- Mired by the likely fallout of COVID-19 pandemic, the company is eyeing to keep up with the projected fleet and corporate financing requirements to smoothly restart operations
Europcar Mobility Group is reported to have announced the completion of a financial facility scheme to secure its liquidity to surmount the COVID-19 outbreak. Sources cite that this was part of the its endeavor to meet the cash preservation and cost-saving plan published in Q1 2020.
According to reports, €220 million new term loan has been inked with the Group’s main French and international banks; 90% is guaranteed from the French State through Bpifrance. It is believed that the financial facility would have 1 year initial maturity, with up to 5-year extension option concluded by Europcar. That said, this would depend upon customary mandatory provisions.
The company, however, has the caveat for the €220m term loan stating there would be no dividend payments in 2020 and 2021 and there should be 3 times net corporate leverage thereafter.
Meanwhile, 70% of the financial assistance of €67m would be provided by the Spanish State.
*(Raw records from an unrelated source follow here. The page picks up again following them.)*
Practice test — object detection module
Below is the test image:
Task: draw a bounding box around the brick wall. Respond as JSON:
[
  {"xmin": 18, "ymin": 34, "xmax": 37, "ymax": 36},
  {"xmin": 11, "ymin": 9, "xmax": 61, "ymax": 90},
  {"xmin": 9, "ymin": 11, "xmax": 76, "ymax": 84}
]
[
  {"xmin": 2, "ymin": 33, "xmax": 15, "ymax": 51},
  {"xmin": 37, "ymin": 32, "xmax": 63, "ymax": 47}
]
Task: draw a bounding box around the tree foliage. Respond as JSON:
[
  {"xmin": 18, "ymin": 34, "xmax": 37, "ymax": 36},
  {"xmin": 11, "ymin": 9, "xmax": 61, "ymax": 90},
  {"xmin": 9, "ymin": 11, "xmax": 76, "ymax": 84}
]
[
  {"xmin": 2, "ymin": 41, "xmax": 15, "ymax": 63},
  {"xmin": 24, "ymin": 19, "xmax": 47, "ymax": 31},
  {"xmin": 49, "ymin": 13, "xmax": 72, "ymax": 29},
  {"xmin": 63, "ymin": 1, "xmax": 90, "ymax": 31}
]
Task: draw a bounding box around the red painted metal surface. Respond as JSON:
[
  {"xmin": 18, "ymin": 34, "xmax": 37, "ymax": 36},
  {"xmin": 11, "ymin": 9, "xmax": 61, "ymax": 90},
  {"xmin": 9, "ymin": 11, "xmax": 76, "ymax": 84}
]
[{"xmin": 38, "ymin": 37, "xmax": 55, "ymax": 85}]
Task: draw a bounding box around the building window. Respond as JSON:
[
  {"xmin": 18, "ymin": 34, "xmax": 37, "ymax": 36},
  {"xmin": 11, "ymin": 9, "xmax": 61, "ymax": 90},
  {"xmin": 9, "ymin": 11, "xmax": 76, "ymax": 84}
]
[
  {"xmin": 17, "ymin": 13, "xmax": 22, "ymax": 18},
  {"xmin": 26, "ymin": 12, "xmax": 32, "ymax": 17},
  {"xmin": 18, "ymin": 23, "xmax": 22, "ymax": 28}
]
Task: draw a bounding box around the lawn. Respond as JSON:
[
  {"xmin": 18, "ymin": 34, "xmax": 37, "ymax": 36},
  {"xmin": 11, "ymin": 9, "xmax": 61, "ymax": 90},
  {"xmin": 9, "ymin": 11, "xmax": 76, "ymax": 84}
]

The new facility is said to be for the Group’s Spanish subsidiaries, inked over the previous 2 weeks with BBVA and Bankia and having three-year maturity and proceeds to underpin both corporate and fleet needs.
The remaining €20 million incremental RCF would be under the aegis of Eurazeo via a risk sub-participation.
The much-needed financial facilities are expected to help Europcar Mobility Group to swiftly resume its operation and sustain and thrive in the business environment mired by the COVID-19 outbreak.
Caroline Parot, Chairwoman of Europcar Mobility Group Management Board, expressed her reverence to Bruno Le Maire, the Minister; Agnes Pannier-Runacher, the Secretary of State; the French State and banks for standing like a rock pillar and leveraging a “constructive dialogue” at the early stage of the pandemic.
Extending her gratitude, Caroline was quoted to have thought highly of Eurazeo for its renewed support. The Chairwoman was also full praise for all the positive interactions and support the County Managing Directors received from banking groups and their respective states across Europe.